# The "Have More" Plan



## mdprepper (Jan 22, 2010)

*Andi gave me the title of this book about 2 years ago. I find myself going back to read it over and over again. It is the story of a family that left New York to Homestead in the country. Great how to information. Keep in mind it was written in the 40's.

http://www.webpal.org/SAFE/aaarecovery/1_farm_recovery/ftpfiles/the_have_more_plan.pdf

Thank you *Andi :flower:


----------



## *Andi (Nov 8, 2009)

You are welcome!

It is a great little book.


----------



## twiggie (Jan 3, 2009)

I also read and love this book. It's got loads of great information that is still applicable in some aspects despite being 70 years old. Although in the case of books and people the older they are the better information they can provide.


----------



## Emerald (Jun 14, 2010)

It is pretty much the first several issues of Mother Earth news.. I have them all on disc and have read most of it.. not a super big fan I must say.. some stuff great.. some stuff okay.. some stuff.. just plain dumb and awful. 

ETA: Yup same stuff.. the ideas behind it are actually good... getting stuff ready to be more self sustaining but the way they do it.. not very good. at least this version has a disclaimer about their poor practices concerning pesticides but not their poor animal welfare and raising.. if you are going to raise turkey and chicken that way you would be better off just buying store bought.. JMHO


----------



## *Andi (Nov 8, 2009)

One must remember this was the 40's ...

We now know some things that were not know back then but for me the "basic plan" without the pesticides  would be a good start for someone just starting out and had no clue.

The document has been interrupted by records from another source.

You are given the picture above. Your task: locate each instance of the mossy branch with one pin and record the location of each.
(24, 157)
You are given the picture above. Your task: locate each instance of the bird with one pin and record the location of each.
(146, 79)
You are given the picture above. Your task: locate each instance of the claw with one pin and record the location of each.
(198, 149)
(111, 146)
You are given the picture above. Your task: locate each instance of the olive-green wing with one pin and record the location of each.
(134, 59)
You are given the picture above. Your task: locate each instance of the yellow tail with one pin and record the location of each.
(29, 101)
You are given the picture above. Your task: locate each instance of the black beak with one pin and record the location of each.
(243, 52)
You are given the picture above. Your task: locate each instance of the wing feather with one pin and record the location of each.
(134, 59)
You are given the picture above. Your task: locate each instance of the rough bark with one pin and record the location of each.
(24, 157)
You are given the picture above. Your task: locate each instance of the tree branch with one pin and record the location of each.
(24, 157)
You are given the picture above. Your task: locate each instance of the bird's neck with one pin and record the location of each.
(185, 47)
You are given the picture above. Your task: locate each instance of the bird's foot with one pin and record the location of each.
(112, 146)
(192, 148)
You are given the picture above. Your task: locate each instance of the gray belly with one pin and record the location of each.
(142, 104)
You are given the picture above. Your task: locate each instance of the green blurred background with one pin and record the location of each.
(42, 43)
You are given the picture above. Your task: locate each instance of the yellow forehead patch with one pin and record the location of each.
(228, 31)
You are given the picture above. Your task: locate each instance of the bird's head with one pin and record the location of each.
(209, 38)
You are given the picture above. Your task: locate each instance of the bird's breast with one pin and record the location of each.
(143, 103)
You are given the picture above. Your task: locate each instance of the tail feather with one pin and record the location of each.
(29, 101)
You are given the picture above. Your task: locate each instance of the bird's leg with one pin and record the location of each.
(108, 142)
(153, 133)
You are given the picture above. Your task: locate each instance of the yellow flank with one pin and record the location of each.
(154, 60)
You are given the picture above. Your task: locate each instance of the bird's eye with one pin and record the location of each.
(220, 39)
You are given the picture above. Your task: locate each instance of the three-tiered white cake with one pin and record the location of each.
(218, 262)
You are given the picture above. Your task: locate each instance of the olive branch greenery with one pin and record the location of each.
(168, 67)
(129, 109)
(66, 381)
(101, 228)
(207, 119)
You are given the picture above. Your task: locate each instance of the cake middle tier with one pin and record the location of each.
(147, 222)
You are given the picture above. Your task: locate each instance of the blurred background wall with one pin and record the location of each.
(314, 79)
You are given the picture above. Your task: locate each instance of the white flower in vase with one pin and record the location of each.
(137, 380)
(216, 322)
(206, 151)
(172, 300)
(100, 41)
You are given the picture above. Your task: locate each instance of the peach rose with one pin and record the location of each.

I look at it as a building block from the past ... You take the plan, look at "back then and now" and you have a start.

One must start some where ... either The "Have More" Plan or/and Carla Emery, Encyclopedia of Country Living. But that is just me.


----------



## Salekdarling (Aug 15, 2010)

Thanks for sharing Andi and Mdprepper! :wave:


----------



## lovetogrow (Jan 25, 2011)

DITTO THAT :2thumb:


----------



## BillM (Dec 29, 2010)

When I was a kid , this was very common. Most people grew a garden in the back yard and kept chickens. Small farms all had orchards and a milk cow or two.


----------



## Barfife (Apr 23, 2011)

I had not heard of this book until today. Definately a reference keeper. thanks


----------



## Thaddius (Jun 27, 2012)

If you can find a copy

"five Acres and freedom" is in the same vein.

Thad.

P.S. Thanks for the link, will be enjoying this later tonight.


----------



## wavetoworld (Jul 31, 2012)

Glad that you shared the link, It is rare to find any good links for reference.


----------